Burnley businessman Nick Emmott says people will die on the M65 if they hit standing water caused by poor maintenance.
And he says the Highways Agency’s chosen contractor, Balfour Beatty Mott McDonald, could find itself being prosecuted under Health and Safety law for not acting on an issue it knows full well about.
Mr Emmott, head of CGS Glazing Ltd, wrote to Lancashire County Council with his concerns about debris and grass blocking drains on the motorway, and urged those responsible to take swift action. He is still waiting to see the action promised in March to help keep the M65 safe.
The County passed his letter to Balfour Beatty because it maintains the M65 for the Highways Agency from Burnley to Bamber Bridge. The contract is part of a £300m. deal for managing and maintaining the motorway and trunk road network taking in Cheshire, Greater Manchester, Merseyside and South Lancashire.

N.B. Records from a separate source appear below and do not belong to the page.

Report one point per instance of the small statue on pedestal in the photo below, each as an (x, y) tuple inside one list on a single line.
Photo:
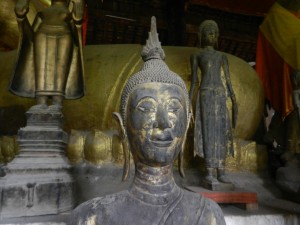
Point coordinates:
[(50, 60), (38, 180), (154, 119), (213, 132)]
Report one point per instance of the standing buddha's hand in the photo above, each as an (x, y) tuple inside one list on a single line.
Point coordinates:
[(22, 8), (77, 11)]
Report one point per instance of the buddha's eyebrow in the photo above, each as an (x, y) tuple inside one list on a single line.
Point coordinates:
[(145, 99), (175, 99)]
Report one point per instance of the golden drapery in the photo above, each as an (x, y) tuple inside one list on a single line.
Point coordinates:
[(278, 53)]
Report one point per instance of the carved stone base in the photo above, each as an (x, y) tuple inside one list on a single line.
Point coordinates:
[(38, 180)]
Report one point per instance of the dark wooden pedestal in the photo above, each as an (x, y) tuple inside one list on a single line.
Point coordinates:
[(248, 200)]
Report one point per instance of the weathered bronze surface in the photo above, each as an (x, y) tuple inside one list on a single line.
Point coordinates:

The five-year contract ends in November, 2017. No breakdown is available to say how much it is paid for work on the M65, and, according to the Highways Agency, Balfour Beatty is no longer obliged to cut the grass as a matter of course.

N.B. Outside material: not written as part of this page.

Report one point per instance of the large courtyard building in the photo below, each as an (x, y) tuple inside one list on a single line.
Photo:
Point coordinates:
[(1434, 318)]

“They thanked me for my interest and promised someone would be along to have a look and sort it out,” said Mr Emmott.
“I travel on that road every day, and believe me, there is no maintenance going on there. The gullies are blocked with grass, and that doesn’t grow overnight.
“Whenever it rains there is always standing water, and it is a real danger to drivers, particularly those who are younger or inexperienced.
“My daughter is a student nurse and has to be on that road every day. It is a real worry.”
Mr Emmott believes cost-cutting is at the root of the poor maintenance regime and the refusal to light the carriageway at night.
As spokesman for the Highways Agency said: “In terms of cutting grass our contractors are no longer obliged to do so routinely and will now only monitor growth and cut grass to ensure the network remains safe for road users.”
The arrival of dark nights and bad weather prompted Mr Emmott to again voice his concerns.
“In periods of heavy rain there is standing water in three lanes on the M65 westbound between junctions 7 and 8. Someone was supposed to inspect them, so I asked why no action was taken to this day?
“They thanked me again, and said they did attend in March. Then they went on to say ‘recent windy weather has brought down a considerable amount of leaves and vegetation into gullies across the network, which we are programming for cleaning.’ They promised to clear the gullies but it is not the leaves that are the problem, it’s the grass that has taken root.
“No action was taken when I raised my initial concerns. The gullies along the central reservation have not been touched grass does not grow over night.
“My colleague and I have monitored it since March, and in fact you could make hay with the length of the grass.”
Balfour Beatty passes all queries about the M65 to the Highways Agency. A spokesman for the Highways Agency said: “Our priority is to provide safe and reliable journeys for all users of the strategic roads network - including the M65 - and a rigorous inspection regime is in place.
“As well as this we are investing more than £39m. in repairing, maintaining and improving motorways and major A roads in Lancashire over the next few years.
“Our contractors routinely assess the network for litter and drainage issues.
“In terms of littering we ensure we meet our obligations under the 1990 Environmental Protection Act - although it is often the case that accumulations can occur quite quickly even after a ‘blitz’ by our contractors due to inconsiderate behaviour by a minority of road users which adds to our costs, puts road workers at risk and inconveniences other drivers.
“Our contractors also have an inspection and maintenance regime in place for drainage but there are occasions when a deluge accompanied by high winds can lead to sudden blockages and slow the clearance of water from slip roads and carriageways.
“Both our traffic officers and contractor’s maintenance response teams will respond to incidents to manager or clear them as quickly as possible but obviously drivers have a role to play in taking extra care in severe weather.”